2019 marks a milestone at the Museum of Anthropology at UBC as we celebrate 70 years of making our collections available to the public. In 1947, Dr. Harry B. Hawthorn was appointed the first professor of anthropology at the University of British Columbia. Soon thereafter, anthropologist Audrey Hawthorn, Harry’s wife, was asked to take an honourary position to curate a collection of objects stored in a small room on the main floor of UBC’s library, now the Irving K. Barber Learning Centre. This collection was the Burnett Collection and the beginning of the Museum of Anthropology. It consisted of 850 objects collected by Frank Burnett, a Scottish sailor, pilot commissioner and business agent who made numerous trips to the South Pacific and other parts of the world. The collection was donated to UBC in 1927 and considered up until that point as“ethnographic specimens.” When MOA was established in 1947, Harry Hawthorn was appointed as the first Director.
With an annual operating budget of $250, Audrey set out to transform the collection into a teaching museum to advance the field of anthropology at UBC. It quickly became clear that the space the collection was housed in was inadequate. A larger space one floor down was secured and, under Audrey’s direction, the Museum’s collections were moved from the room on the first floor to the basement. A document in the MOA Archives reveals that it only cost $6,762.50 to retrofit the basement space, a very small fraction of what such an undertaking would cost today. The move resulted in better access and storage for the founding collections, along with space for new exhibitions and a classroom. On March 5, 1949, the Museum of Anthropology officially opened to the public.
Under Audrey’s guidance, the Museum’s collection continued to expand, and by the late 1960s, it had outgrown its space in the library basement. An opportunity to showcase MOA’s Northwest Coast collection in Montreal from 1969 to 1970, in a space built for Expo ’67 a few years earlier, led to a large 2,000-object, well-received exhibition that gave the Hawthorns the attention and leverage they needed to secure funding for a new museum building at the UBC campus. After extensive planning, construction was started in 1973 and the new museum opened in 1976 in the world-renowned Arthur Erickson-designed building where it continues to operate to this day.

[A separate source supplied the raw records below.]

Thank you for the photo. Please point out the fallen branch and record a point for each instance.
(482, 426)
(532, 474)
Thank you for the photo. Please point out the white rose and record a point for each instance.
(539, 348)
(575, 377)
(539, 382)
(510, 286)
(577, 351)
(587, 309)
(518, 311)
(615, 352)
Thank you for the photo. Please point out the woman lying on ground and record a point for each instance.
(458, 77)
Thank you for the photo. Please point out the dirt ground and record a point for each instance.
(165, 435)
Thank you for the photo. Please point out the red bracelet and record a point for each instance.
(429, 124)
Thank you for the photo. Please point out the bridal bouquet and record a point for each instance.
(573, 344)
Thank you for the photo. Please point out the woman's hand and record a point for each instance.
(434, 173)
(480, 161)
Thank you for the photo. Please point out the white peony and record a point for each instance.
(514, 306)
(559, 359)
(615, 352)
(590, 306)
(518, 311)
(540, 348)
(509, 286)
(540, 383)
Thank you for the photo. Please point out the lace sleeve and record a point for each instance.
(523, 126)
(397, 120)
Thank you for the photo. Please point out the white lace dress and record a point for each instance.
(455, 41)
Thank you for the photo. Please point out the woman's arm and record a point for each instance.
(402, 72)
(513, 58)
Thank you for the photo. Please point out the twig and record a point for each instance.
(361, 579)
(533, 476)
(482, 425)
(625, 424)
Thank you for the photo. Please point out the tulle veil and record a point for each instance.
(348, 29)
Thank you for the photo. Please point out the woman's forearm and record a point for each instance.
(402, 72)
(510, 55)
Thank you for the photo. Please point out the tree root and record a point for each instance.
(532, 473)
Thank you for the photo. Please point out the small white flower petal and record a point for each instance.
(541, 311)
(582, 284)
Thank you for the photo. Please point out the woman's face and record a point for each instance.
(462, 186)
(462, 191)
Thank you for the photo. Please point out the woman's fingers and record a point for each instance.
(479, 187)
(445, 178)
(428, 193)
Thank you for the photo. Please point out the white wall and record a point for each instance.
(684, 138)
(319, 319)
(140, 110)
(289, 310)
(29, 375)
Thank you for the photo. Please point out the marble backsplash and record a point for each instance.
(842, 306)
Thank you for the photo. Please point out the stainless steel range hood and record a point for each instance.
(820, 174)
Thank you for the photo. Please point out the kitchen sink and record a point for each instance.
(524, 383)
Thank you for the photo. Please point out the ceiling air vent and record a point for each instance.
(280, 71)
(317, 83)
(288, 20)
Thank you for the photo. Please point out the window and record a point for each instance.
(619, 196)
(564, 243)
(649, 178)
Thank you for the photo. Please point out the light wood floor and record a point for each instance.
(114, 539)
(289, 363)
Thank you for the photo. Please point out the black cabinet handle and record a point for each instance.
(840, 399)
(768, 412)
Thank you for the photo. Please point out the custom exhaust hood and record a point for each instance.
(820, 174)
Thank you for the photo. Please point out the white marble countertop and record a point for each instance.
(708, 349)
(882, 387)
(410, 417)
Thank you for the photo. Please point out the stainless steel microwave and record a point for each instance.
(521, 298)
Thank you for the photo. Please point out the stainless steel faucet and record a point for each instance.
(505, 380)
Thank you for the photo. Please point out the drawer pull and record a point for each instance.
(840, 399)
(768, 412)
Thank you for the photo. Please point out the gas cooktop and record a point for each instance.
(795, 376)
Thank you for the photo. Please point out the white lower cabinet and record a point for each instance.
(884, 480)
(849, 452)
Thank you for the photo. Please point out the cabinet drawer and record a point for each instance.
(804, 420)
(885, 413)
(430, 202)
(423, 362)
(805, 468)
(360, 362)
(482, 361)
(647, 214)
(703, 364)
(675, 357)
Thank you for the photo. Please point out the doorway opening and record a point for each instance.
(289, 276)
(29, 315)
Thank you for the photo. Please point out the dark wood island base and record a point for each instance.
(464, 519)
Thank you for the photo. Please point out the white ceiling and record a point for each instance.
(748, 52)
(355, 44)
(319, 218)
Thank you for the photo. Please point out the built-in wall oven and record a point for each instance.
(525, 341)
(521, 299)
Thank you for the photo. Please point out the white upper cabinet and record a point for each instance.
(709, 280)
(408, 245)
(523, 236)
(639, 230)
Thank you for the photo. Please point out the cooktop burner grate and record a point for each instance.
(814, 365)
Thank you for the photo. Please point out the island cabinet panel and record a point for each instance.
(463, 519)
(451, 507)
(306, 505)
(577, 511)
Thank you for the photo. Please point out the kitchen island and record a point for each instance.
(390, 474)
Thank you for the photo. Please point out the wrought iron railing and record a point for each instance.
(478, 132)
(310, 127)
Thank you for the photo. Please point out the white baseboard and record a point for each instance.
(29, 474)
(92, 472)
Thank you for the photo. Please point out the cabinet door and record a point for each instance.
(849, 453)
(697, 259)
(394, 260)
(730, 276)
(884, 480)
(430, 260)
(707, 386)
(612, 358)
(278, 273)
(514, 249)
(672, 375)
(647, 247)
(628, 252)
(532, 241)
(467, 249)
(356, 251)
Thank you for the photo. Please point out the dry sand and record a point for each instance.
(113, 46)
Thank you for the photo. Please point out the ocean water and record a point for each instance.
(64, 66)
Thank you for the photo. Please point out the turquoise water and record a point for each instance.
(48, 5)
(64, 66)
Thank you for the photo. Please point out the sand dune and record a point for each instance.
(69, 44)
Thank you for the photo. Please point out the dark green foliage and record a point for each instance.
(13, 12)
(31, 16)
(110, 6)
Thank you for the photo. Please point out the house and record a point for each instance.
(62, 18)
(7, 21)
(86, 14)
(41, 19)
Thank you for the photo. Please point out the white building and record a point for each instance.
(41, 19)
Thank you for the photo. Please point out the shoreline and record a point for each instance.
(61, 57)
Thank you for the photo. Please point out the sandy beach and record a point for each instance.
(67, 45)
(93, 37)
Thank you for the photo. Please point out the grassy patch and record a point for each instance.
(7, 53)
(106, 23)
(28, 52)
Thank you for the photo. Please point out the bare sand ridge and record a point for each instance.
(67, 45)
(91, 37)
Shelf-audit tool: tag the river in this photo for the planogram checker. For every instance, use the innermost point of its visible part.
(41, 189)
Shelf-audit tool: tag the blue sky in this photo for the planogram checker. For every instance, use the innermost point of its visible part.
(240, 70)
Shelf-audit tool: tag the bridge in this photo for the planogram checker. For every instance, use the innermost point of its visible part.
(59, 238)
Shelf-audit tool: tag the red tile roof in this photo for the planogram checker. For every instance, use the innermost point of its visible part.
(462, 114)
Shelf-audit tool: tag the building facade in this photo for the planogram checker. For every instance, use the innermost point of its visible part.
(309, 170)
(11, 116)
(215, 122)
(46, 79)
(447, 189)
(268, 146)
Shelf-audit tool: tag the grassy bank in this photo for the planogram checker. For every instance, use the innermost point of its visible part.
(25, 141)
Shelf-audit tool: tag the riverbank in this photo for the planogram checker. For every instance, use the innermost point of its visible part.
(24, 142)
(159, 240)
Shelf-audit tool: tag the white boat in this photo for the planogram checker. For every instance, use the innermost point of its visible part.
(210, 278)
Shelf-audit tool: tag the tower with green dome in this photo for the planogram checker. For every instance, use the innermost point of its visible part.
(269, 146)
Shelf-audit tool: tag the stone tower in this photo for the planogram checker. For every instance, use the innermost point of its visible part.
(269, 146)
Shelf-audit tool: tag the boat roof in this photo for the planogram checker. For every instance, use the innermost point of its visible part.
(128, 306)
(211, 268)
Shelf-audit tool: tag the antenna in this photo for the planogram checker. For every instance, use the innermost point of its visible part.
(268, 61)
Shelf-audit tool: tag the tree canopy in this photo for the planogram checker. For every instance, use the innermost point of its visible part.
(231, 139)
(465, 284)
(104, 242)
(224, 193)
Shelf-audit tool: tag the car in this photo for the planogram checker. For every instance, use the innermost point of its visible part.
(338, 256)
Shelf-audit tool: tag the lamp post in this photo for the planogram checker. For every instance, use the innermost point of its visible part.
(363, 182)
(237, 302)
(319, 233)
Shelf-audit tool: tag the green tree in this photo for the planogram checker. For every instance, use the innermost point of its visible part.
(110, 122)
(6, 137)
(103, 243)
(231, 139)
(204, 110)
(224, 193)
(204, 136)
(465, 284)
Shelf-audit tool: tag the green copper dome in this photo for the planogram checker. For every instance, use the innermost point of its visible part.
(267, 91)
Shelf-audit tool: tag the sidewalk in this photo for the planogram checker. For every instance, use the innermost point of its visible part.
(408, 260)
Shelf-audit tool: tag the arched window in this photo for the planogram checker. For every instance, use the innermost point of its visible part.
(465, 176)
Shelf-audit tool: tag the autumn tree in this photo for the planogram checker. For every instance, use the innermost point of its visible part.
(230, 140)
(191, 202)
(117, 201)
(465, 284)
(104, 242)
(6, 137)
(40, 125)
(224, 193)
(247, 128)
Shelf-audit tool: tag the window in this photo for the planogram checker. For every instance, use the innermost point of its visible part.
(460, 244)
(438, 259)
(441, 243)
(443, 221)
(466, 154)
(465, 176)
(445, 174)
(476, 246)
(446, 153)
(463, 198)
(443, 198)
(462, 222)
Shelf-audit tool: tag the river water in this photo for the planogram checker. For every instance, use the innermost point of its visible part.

Not only did the new dedicated building provide more space to display the collections, it also allowed MOA to continue and expand on the educational work and commitment to experimentation that had been at the core of its creation. MOA was, and continues to be, an active teaching museum that involves students in its operations and activities. Being an institution that could “serve both scholarly purposes and the needs of contemporary people” while working to develop meaningful collaborative practices with local Indigenous peoples was a guiding principle in MOA’s growth. MOA is located on the unceded traditional territories of the Musqueam people. Through close working relationships, Indigenous artists and other community members have shaped MOA’s history: from Mungo Martin to Bill Reid to Lyle Wilson to Susan Point, this tradition continues into the present day. Cultivating strong, long-term relationships with generous donors that have gifted MOA with art and funds to improve our galleries and public spaces has also made MOA what it is today. As we look forward to renovated spaces and innovative new initiatives, it is important to look back and consider the long, winding path of the past 70-plus years—and to envision new possibilities for the future.